Dieses Schiff war nun für die nächsten 70 Jahre zwischen Hann. Münden und Hameln im Einsatz. Erst 1970 wurde die "Kaiser Wilhelm" nach Lauenburg an der Elbe verkauft. Hier ist der Dampfer noch heute als Museumsschiff im Originalzustand im Dienst. Nachdem die OWD 1906 ein eigenständiges Unternehmen geworden war, übernahm man von der Sächsisch-Böhmischen Dampfschifffahrts-Gesellschaft bis 1910 vier weitere Raddampfer. Auf der 135 km langen Weserstrecke zwischen Hann. Münden und Hameln konnte nun ein umfangreicher Fahrplanverkehr durchgeführt werden.

Die ersten Motorschiffe auf der Weser

Nachdem auf anderen Flüssen sehr gute Erfahrungen mit motorbetriebenen Schraubenschiffen gemacht wurden, ließ die OWD zwischen 1925 und 1937 fünf neuartige Schiffe bauen. Diese fügten sich sehr gut in die Flotte ein. Im 2. Weltkrieg beschlagnahmte die Wehrmacht zwei Raddampfer und setzte diese auf der Weichsel ein, von wo sie nie zurückkehrten. Auch drei Motorschiffe erlitten 1945 im Hafen von Hameln durch Beschuss starke Schäden.

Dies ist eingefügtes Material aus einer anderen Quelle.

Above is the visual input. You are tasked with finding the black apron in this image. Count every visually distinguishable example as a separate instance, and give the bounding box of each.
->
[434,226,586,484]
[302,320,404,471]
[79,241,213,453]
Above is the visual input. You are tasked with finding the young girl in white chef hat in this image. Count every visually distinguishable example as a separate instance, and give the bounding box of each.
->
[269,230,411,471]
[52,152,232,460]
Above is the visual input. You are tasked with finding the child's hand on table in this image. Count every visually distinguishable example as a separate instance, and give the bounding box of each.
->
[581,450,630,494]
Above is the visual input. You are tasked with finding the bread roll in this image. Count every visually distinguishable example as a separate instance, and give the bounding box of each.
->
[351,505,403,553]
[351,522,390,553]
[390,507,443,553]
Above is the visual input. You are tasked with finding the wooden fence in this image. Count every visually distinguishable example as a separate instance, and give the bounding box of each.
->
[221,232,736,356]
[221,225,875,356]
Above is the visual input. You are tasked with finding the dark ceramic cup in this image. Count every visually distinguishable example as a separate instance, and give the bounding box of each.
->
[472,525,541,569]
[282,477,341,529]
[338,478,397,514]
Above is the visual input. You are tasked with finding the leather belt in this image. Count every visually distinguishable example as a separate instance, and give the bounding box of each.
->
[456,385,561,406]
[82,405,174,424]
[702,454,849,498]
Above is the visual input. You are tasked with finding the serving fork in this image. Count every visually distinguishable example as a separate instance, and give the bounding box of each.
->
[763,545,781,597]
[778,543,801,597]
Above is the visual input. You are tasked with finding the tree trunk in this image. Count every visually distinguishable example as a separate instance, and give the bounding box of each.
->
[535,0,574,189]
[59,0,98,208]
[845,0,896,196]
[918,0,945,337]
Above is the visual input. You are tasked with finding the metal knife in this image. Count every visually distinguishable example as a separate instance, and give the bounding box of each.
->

Als die zerstörten Brücken und Schiffe auf der Weserstrecke beseitigt waren, kamen nach und nach die Raddampfer und Motorschiffe wieder in Fahrt. Um den höheren Ansprüchen der Fahrgäste gerecht zu werden, begann 1967 eine komplette Erneuerung der Flotte. Mit dem "Kaiser Wilhelm" wurde 1970 der letzte Dampfer außer Dienst gestellt. 1983 konnte dann das letzte alte Motorschiff, die "Stör" ausgemustert werden.

Die in Bodenwerder und Uffeln bei Vlotho entstandenen Neubauten waren speziell für die Oberweser konstruiert. Der Tiefgang der Schiffe belief sich zwischen 85 und 60 cm bei voller Beladung. So konnte mit nur wenigen Ausnahmen auch bei extremem Niedrigwasser gefahren werden. 1992 kam es mit dem Aufkauf einer privaten Reederei in Hameln zu einer starken Veränderung im Angebot. Jetzt wurden neben dem Linienverkehr auch örtliche Rundfahrten angeboten. Aber die OWD blieb weiterhin abhängig von Zuschüssen der Weseranlieger. Da die Gesellschafter im Herbst 2002 die hohen Verluste der abgeschlossenen Saison nicht mehr decken wollten, musste die OWD im Februar 2003 nach 120 Jahren liquidiert werden.

Die größte Reederei auf der Weser ist die im Frühjahr 2003 gegründete "Flotte Weser". Dieses Unternehmen übernahm vier ehemalige OWD Schiffe und befährt mit ihren acht Schiffen ("Bodenwerder", "Dornröschen", "Hameln", "Holzminden", "Karlshafen", "Höxter", "Stadt Verden" und "Nienburg") nach einem festen Fahrplan die Strecken Bad Karlshafen-Hameln und Minden-Bremen.